What We're Reading: Asbestos Testing in Talc; Polypharmacy Use; Coronavirus Emergency Use Authorization

February 5, 2020
AJMC Staff

The FDA reexamines asbestos testing for talc powders and cosmetics; elderly patients with HIV have high polypharmacy use; the government issues an emergency use authorization for a coronavirus diagnostic.

Conflicting Findings Spur Debate on Asbestos Testing for Talc-Containing Products

On Tuesday, for the first time in almost 50 years, the FDA reviewed its policies on asbestos testing in products that contain talc, according to Reuters, with recent data from the federal agency showing trace amounts of the known carcinogen in several products. Again at the center of this often controversial debate is Johnson & Johnson, which has defended the safety of its products for years, despite reports dating as far back as the 1970s showing “rather high” levels of the carcinogen in its talc and a recent JAMA study showing no cancer link.

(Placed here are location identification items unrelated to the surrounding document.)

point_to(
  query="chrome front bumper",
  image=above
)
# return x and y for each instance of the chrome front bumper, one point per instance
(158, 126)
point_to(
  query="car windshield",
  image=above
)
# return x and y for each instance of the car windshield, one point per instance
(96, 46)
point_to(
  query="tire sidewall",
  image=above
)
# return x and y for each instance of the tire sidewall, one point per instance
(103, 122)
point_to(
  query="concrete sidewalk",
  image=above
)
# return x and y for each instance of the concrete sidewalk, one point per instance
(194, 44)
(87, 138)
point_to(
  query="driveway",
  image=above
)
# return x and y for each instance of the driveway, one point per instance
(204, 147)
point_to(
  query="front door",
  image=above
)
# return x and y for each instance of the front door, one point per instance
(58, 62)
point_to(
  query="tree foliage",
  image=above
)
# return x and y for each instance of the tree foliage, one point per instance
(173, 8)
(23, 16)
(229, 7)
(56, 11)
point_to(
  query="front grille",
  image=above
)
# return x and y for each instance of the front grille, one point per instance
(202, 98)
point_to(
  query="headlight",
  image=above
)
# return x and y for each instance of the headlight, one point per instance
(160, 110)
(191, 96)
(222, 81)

Advocates, meanwhile, want stricter safety regulations for the largely unregulated cosmetic talc industry and are calling for warning labels on talc products.

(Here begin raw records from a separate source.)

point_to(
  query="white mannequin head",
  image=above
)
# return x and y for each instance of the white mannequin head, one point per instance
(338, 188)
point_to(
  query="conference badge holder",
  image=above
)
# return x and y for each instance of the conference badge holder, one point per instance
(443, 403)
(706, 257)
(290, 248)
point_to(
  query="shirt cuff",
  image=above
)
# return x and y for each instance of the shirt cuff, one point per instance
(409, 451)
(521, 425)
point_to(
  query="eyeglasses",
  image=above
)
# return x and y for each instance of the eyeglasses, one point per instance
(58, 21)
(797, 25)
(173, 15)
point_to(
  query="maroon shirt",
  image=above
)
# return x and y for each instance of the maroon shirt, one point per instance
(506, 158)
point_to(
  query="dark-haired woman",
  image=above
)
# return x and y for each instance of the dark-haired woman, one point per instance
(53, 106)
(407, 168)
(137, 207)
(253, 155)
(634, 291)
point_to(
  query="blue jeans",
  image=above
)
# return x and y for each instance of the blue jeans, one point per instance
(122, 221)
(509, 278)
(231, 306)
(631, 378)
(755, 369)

Polypharmacy Use Likely Among Older, HIV-Positive Individuals

The results of a recent study show that polypharmacy use is more common among HIV-positive adults aged 65 or older compared with those younger than 65, according to Infectious Disease Advisor. With innovations in antiretroviral therapy helping to transform the disease into a more manageable chronic condition and enabling HIV-positive patients to live longer, these older individuals are developing more age-related conditions that they need to manage with other medications. All of this increases the possibility of drug-drug interactions from classes that include benzodiazepines and hypnotics. The researchers stress the need for continuous education and medicine review to reduce risk for this vulnerable population.

The FDA Issues an Emergency Use Declaration for Coronavirus Diagnostic

On the heals of the coronavirus being declared a public health emergency, the FDA has issued an emergency use authorization for the CDC’s 2019-nCoV Real-Time RT-PCR Diagnostic Panel, according to a press release from the agency. This tool was previously restricted to CDC laboratories only. With the number of new cases seeming to increase every day from this sometimes deadly respiratory infection, this test uses nasal or oral swabs to detect possible infection with 2019-nCoV. The FDA recommends that negative results should be confirmed with healthcare providers.